Does it sell?


Advertising is everywhere, and it keeps our media afloat. Without ads there would be no money to support cultural centers like news organizations and sports teams as we’ve come to know them.  But are the ads that fill our lives effective at selling the products – or, indeed, worth anywhere near the money spent on them?

I’ve often thought about developing a website that rates commercials. Between the Superbowl blockbusters and breakout stars, ads are very popular on their own as small morality plays about the values of our culture (ie, we’re doomed). Such a site would make money, of course, by selling ads. My ratings of commercials would be based on whether they made any sense at all, had compelling characters, but in the end they’d be about whether or not I wanted to buy the product.

Which takes me logically to the biggest breakout star from the ad world, Isaiah Mustafa (the Old Spice guy). His ads have been big hits lately and are the buzz of the advertising world. “They have had creative talent on this brand who re-energized it at a critical point in time,” according to Gary Stibel of New England Consulting Group “They made it relevant and they made it cool.”  But do they sell the product at all? Apparently, they do not. Sales of Old Spice have remained roughly steady, falling in some areas and rising in others.  For all the buzz, there is no reason to believe that anything positive came from the hit ad.

Mustafa is getting a deal for a flick with Jennifer Anniston, however.

The problem with most ads is that they simply do not sell the product. Cereal ads are particularly strange because so many of them revolve around keep the product away from cartoon characters. Honestly, what would be the worst of it if Sonny the Cuckoo just got his bleepin’ Cocoa Puffs? How many kids even know who the Flintstones are outside of Fruity Pebbles and vitamins? Yet these ads have kept on keepin’ on for more than 50 years in many cases.

The worst ad of all time, a point I will not debate, has to be the Quiznos ads from 2003 featuring Spongemonkeys – what most people saw as singing rats. A change of planes in Denver once had me starving to death and enticed with the aroma of a Quiznos, the only food around, but I did not stop to eat.  All I could think about were rats. I have yet to ever go to a Quiznos this many years on because I associate them with vermin. Not a good image at all.

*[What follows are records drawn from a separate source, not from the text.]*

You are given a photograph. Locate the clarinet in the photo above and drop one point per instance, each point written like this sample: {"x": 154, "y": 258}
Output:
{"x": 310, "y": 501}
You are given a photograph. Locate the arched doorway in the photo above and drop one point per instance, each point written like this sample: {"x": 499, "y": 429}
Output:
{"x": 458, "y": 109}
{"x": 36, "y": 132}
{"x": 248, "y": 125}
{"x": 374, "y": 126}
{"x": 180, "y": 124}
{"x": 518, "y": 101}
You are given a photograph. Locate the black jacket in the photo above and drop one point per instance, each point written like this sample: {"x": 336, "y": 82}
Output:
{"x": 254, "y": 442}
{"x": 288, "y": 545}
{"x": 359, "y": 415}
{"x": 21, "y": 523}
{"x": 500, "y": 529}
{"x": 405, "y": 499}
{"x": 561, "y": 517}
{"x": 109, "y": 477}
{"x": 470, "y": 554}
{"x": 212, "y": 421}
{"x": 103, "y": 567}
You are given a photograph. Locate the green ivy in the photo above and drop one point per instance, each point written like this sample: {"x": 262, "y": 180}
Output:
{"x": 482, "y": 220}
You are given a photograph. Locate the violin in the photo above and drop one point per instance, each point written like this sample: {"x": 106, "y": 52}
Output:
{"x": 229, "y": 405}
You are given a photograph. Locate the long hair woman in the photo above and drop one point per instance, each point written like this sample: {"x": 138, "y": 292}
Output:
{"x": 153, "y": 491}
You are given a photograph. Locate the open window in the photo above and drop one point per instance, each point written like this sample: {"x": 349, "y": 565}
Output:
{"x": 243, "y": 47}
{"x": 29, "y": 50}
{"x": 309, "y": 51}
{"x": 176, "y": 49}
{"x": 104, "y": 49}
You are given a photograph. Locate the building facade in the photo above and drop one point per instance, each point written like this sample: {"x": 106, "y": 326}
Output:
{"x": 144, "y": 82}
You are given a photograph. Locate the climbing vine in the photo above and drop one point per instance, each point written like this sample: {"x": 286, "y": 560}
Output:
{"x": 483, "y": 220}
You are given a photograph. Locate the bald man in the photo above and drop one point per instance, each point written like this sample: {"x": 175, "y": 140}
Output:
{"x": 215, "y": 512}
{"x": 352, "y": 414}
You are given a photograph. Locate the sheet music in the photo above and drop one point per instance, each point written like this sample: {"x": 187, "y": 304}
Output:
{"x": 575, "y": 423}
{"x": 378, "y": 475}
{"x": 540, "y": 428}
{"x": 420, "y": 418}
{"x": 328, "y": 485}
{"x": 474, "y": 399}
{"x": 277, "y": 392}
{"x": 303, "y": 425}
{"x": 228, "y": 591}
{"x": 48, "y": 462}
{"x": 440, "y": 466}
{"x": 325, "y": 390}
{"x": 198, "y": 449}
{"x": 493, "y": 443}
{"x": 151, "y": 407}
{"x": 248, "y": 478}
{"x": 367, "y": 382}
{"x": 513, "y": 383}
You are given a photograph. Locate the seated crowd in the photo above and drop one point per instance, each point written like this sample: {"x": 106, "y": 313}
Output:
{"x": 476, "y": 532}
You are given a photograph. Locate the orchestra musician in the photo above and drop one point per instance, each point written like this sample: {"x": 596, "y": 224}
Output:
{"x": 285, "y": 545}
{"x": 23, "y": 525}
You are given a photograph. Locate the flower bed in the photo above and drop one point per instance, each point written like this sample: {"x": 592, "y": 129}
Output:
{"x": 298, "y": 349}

That’s not to say all ads are bad. Anecdotal evidence suggests that the black and white toned ads for Ketel One vodka that appear on Comedy Central and other cable stations have increased sales, and I can see why. Like any good story, they have strong characters that the target audience wants to identify with. The product is central to that story as well.  The “Rat Pack” image is stolen and refined easily for a new generation. They do seem to work.

It would be fun to rate ads as they come out and, if at all possible, track some of the ones that seem to be big hits or big losers to see if an untrained consumer really can tell which ones work. I’m willing to bet that with a little thought it’s not that hard to tell which are worth the money that is spent on them – and that most of them are not.

Have any ads you particularly love or hate? Ever wonder about the ad world itself? I’d love to know what you think.